For Reza and the 300,000 other members of the Baha'i sect, there is no respite from unending persecution at the hands of the Shiite religious regime.
The sect, which was founded in 19th-century northern Iran as a breakaway from Shiite Islam, has little chance of improving its lot.
Reza, who asked that his real name not be given, has spent his whole life working in the black market or as a private tutor. "I have no rights. I am a virtual nonentity," he said. "My family has the same fate, unless they succeed in hiding their identity. Is this a way to live?"
Waves of violent repression of the Baha'is since the 1979 revolution have resulted in numerous arrests, imprisonments and allegations of torture. The National Spiritual Assembly of the Baha'is of the United States says that since 1979, more than 200 Baha'is have been killed in Iran and 15 disappeared, most of them in the tumultuous early years following the overthrow of the shah.
More recently, human rights groups confirmed that Rouhollah Rouhani was executed on July 21, 1998, in the eastern city of Mashhad after having served 9 months in solitary confinement, accused of converting a Shiite woman to the Baha'i faith. At least four Bahai's remain imprisoned for their religious beliefs.
Baha'ism, a religion with more than 6 million adherents worldwide, was founded in the mid-19th century by Mirza Husayn Ali, who declared himself to be a prophet and adopted the name Baha'u'llah.
He and his followers, known as Baha'is, quickly were seen as subversive by the Ottoman Empire.

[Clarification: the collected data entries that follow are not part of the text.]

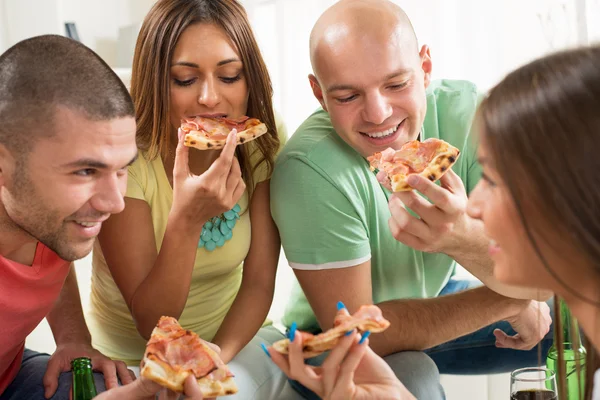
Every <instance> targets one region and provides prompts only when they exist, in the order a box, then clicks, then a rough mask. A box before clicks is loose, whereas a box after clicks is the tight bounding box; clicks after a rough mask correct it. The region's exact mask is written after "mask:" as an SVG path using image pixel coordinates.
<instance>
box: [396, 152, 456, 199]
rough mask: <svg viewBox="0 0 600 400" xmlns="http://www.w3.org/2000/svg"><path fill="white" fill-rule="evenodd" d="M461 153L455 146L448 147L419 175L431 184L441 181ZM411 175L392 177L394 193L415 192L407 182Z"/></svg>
mask: <svg viewBox="0 0 600 400" xmlns="http://www.w3.org/2000/svg"><path fill="white" fill-rule="evenodd" d="M459 155H460V151H459V150H458V149H457V148H456V147H453V146H447V148H446V149H443V150H442V151H441V152H439V154H437V155H436V156H435V157H434V158H433V159H432V160H431V162H430V163H429V165H427V167H426V168H425V169H424V170H423V172H420V173H418V174H417V175H419V176H422V177H423V178H425V179H429V180H430V181H431V182H435V181H437V180H438V179H440V178H441V177H442V176H443V175H444V174H445V173H446V172H448V170H449V169H450V167H452V165H454V163H455V162H456V160H457V159H458V156H459ZM410 175H411V174H409V175H405V174H398V175H393V176H391V177H390V181H391V185H392V191H394V192H407V191H411V190H413V188H412V187H411V186H410V185H409V184H408V183H407V182H406V180H407V179H408V177H409V176H410Z"/></svg>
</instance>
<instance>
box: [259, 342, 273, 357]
mask: <svg viewBox="0 0 600 400" xmlns="http://www.w3.org/2000/svg"><path fill="white" fill-rule="evenodd" d="M260 347H262V349H263V351H264V352H265V354H266V355H267V357H269V358H271V354H269V350H267V346H265V344H264V343H261V344H260Z"/></svg>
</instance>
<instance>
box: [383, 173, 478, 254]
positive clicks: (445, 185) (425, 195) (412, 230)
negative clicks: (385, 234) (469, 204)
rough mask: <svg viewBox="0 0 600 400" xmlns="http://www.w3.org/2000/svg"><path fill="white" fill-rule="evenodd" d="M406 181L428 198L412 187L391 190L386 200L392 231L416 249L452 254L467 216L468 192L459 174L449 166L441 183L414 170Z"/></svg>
mask: <svg viewBox="0 0 600 400" xmlns="http://www.w3.org/2000/svg"><path fill="white" fill-rule="evenodd" d="M407 183H408V185H409V186H410V187H412V188H413V189H416V191H419V192H420V193H421V194H423V195H424V196H425V197H427V198H428V199H429V201H428V200H427V199H425V198H424V197H423V196H420V195H419V194H417V193H416V191H415V190H411V191H404V192H396V193H393V194H392V196H391V197H390V202H389V208H390V211H391V213H392V217H391V218H390V220H389V227H390V230H391V232H392V235H393V236H394V237H395V238H396V240H398V241H399V242H402V243H404V244H405V245H407V246H410V247H412V248H414V249H416V250H419V251H425V252H436V253H437V252H439V253H445V254H451V253H452V251H453V250H455V249H456V248H458V247H460V245H461V239H460V238H461V237H463V236H465V235H463V233H464V231H465V230H466V227H467V219H468V218H467V215H466V206H467V193H466V190H465V187H464V185H463V183H462V181H461V179H460V177H459V176H458V175H456V174H455V173H454V171H452V170H451V169H448V171H447V172H446V173H445V174H444V175H443V176H442V177H441V178H440V183H441V185H440V186H437V185H436V184H434V183H433V182H431V181H429V180H428V179H426V178H425V177H423V176H420V175H417V174H415V175H410V176H409V177H408V179H407ZM407 208H408V209H410V210H412V211H413V212H414V213H415V214H416V215H417V216H418V217H415V216H413V215H411V214H410V213H409V211H408V210H407Z"/></svg>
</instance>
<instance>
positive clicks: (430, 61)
mask: <svg viewBox="0 0 600 400" xmlns="http://www.w3.org/2000/svg"><path fill="white" fill-rule="evenodd" d="M419 58H420V59H421V69H422V70H423V78H424V79H423V80H424V82H425V88H427V87H428V86H429V84H430V83H431V71H432V69H433V65H432V62H431V53H430V52H429V46H427V45H423V47H421V51H420V52H419Z"/></svg>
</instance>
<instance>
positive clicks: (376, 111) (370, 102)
mask: <svg viewBox="0 0 600 400" xmlns="http://www.w3.org/2000/svg"><path fill="white" fill-rule="evenodd" d="M391 115H392V106H391V105H390V104H389V102H388V99H387V98H386V97H385V96H383V95H382V94H381V93H379V92H377V93H373V94H372V95H370V96H367V99H366V103H365V108H364V110H363V119H364V120H365V121H367V122H370V123H372V124H375V125H380V124H382V123H384V122H385V120H386V119H388V118H389V117H390V116H391Z"/></svg>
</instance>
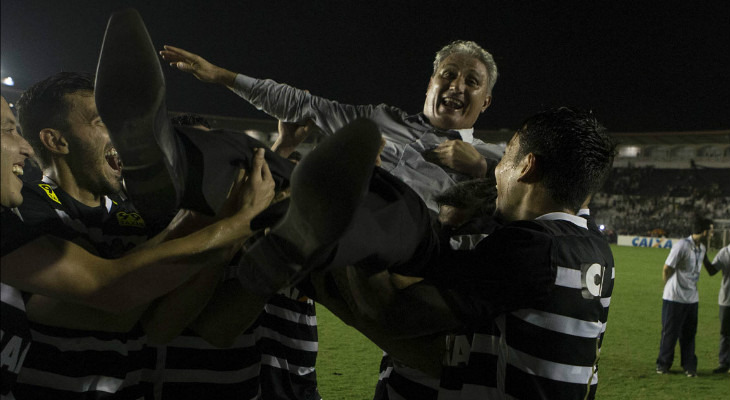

Baha'u'llah was exiled, first to Baghdad and then to Akka in Palestine, where Ottoman authorities kept him under imprisonment and house arrest until he died in 1892. The headquarters of the new religion was established near Haifa, in what is now Israel, where it still remains.
Generally well educated, Baha'is long were part of Iran's elite, with many top professionals and royal court officials among their ranks. But when the monarchy was toppled in 1979, the new Islamic government viewed the Baha'is as royalist stooges and Israeli agents and singled them out for particular persecution.